Ali also touched on the importance of investments. "I want us today to spend a few moments understanding the big picture and how to position your investment in line with the bigger picture, opportunities that will be created as a result of the opening up of the economy, expenditure, years of transformation, and doing the comparative advantage of all sectors. So that is what we're doing in a nutshell, in fact, to do the comparative advantage of all the sectors," he said.

Ali said part of Guyana's development includes building a new city - Silica City - which is the goal beyond the 2025 benchmark.
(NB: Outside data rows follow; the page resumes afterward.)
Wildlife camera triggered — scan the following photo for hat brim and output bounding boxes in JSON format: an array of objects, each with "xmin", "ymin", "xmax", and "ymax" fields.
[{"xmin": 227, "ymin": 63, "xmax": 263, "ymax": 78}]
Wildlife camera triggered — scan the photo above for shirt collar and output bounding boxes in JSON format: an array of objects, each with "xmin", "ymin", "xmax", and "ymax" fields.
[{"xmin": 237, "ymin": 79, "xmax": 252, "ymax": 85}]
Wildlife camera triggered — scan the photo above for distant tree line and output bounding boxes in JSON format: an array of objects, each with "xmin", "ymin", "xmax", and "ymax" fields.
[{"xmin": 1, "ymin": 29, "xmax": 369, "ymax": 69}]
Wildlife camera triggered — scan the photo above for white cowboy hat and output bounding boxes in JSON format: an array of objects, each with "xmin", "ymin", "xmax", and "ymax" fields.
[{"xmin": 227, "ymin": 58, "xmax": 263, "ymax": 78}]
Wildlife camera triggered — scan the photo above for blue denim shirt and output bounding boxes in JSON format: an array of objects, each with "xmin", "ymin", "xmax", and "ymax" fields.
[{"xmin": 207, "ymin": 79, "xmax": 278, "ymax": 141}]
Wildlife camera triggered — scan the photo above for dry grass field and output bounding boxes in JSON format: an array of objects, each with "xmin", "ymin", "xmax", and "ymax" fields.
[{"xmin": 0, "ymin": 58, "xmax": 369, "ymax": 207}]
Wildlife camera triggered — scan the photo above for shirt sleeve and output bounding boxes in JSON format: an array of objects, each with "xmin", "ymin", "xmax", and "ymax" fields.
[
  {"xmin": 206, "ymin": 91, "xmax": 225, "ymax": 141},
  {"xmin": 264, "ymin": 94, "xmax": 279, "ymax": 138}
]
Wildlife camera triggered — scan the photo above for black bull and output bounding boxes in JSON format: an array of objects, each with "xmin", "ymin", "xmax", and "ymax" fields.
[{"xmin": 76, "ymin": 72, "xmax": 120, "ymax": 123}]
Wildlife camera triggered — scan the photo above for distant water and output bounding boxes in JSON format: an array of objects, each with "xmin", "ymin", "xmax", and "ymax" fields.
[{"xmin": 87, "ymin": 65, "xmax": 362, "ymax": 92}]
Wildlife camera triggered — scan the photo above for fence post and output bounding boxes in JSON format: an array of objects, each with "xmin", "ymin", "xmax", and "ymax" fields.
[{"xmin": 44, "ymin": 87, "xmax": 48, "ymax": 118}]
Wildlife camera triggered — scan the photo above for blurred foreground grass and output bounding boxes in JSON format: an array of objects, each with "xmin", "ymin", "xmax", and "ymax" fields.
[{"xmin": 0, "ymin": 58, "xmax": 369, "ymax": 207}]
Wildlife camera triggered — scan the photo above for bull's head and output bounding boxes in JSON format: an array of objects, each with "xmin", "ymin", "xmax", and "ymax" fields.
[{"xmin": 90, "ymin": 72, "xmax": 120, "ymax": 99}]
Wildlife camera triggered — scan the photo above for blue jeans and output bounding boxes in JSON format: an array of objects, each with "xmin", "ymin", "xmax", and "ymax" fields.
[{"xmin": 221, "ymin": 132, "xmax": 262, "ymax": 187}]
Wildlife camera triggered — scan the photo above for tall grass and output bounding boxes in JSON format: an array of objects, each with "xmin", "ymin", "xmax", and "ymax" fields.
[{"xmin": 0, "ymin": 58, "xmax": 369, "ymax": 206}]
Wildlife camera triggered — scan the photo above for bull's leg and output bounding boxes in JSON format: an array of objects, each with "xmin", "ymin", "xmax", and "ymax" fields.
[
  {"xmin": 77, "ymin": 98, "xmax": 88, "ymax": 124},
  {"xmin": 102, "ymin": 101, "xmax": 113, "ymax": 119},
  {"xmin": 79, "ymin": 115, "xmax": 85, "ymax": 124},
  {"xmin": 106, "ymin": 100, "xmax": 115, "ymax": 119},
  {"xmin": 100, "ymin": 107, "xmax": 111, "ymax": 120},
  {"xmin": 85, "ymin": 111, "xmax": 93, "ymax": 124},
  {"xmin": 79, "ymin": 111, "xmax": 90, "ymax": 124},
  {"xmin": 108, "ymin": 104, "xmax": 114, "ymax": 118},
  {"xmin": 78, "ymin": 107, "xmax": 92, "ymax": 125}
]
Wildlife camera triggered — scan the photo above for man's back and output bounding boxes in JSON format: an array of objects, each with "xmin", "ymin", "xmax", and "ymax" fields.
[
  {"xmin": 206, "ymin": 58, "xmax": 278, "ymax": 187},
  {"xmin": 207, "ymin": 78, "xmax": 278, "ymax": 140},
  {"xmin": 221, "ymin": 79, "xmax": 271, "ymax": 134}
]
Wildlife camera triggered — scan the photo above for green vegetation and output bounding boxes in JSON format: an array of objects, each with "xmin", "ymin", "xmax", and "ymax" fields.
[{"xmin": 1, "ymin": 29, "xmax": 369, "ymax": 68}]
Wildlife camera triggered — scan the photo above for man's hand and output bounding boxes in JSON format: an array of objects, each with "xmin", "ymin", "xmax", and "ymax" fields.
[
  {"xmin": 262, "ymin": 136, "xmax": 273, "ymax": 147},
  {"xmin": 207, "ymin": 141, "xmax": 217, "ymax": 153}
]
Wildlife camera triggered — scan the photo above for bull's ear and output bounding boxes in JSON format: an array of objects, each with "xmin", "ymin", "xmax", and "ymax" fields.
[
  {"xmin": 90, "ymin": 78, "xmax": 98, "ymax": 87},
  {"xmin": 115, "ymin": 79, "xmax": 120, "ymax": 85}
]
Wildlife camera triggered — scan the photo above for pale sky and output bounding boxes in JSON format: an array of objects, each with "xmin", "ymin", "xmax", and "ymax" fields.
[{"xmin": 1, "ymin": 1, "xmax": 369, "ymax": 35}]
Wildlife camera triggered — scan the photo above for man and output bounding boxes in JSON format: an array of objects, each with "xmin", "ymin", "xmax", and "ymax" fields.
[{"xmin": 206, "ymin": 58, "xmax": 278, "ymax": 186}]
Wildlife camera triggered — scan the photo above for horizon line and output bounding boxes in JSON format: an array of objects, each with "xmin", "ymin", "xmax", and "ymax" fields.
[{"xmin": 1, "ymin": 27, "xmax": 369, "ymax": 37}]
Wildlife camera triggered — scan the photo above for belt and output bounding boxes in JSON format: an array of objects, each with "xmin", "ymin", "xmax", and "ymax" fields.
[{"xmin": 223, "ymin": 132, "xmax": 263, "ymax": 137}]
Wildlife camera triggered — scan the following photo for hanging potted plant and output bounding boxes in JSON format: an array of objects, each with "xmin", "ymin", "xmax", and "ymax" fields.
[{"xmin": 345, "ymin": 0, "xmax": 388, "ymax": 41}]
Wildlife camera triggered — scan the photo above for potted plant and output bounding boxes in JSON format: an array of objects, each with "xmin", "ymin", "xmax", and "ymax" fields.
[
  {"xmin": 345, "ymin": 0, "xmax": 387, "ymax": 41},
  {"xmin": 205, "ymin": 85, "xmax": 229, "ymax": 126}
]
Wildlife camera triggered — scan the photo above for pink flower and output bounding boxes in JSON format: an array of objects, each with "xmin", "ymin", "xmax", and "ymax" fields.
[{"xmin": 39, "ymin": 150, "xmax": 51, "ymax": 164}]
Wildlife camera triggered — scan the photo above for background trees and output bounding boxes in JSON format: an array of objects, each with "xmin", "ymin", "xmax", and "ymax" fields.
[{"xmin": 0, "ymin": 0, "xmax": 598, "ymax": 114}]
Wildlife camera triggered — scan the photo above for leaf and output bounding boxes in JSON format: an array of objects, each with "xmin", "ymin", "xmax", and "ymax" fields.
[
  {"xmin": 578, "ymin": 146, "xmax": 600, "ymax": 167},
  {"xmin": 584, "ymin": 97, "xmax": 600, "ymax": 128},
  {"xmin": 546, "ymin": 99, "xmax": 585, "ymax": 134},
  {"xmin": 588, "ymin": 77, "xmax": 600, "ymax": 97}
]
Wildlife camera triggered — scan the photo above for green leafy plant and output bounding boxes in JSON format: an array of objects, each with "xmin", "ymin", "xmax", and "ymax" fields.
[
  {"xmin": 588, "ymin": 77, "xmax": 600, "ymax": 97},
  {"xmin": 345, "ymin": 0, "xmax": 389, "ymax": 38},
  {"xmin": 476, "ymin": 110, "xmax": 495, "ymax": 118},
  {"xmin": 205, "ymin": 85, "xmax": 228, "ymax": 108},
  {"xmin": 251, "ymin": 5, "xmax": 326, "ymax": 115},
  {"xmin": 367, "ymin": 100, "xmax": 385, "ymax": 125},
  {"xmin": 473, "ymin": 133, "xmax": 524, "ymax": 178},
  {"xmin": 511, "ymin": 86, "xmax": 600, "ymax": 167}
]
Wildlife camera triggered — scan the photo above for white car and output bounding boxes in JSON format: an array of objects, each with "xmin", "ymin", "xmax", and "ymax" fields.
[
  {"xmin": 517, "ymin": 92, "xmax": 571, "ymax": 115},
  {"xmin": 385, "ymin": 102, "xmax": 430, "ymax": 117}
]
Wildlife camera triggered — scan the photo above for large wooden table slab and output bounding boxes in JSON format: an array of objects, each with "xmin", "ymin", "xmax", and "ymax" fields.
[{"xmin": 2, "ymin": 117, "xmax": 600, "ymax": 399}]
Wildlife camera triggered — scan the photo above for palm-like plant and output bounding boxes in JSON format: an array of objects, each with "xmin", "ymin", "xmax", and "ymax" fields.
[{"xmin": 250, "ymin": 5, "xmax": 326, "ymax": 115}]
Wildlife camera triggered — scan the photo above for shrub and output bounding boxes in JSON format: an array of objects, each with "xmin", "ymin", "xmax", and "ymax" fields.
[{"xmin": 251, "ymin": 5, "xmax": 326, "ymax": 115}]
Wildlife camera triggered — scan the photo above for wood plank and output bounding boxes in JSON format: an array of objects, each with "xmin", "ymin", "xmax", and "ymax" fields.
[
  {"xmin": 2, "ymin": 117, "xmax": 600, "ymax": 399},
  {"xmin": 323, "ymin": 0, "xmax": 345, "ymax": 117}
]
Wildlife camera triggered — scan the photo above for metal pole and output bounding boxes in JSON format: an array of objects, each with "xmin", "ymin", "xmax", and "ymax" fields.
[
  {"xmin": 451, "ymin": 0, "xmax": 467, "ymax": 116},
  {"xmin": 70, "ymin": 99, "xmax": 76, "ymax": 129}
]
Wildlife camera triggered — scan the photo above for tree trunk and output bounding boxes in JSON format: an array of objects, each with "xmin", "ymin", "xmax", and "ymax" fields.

"We're looking for practical things, things that meet the development aspirations of our people, we're not going to build 100 flyovers, we do not need 100 flyovers, so we have made it very clear. In addition to this, we are very interested in Silica City. Now, why Silica City? As you know, 80 per cent of our population live on the coast. So we are building a new city that will be sustainable. This city will have a lot of different characteristics than the existing cities and cities as we know."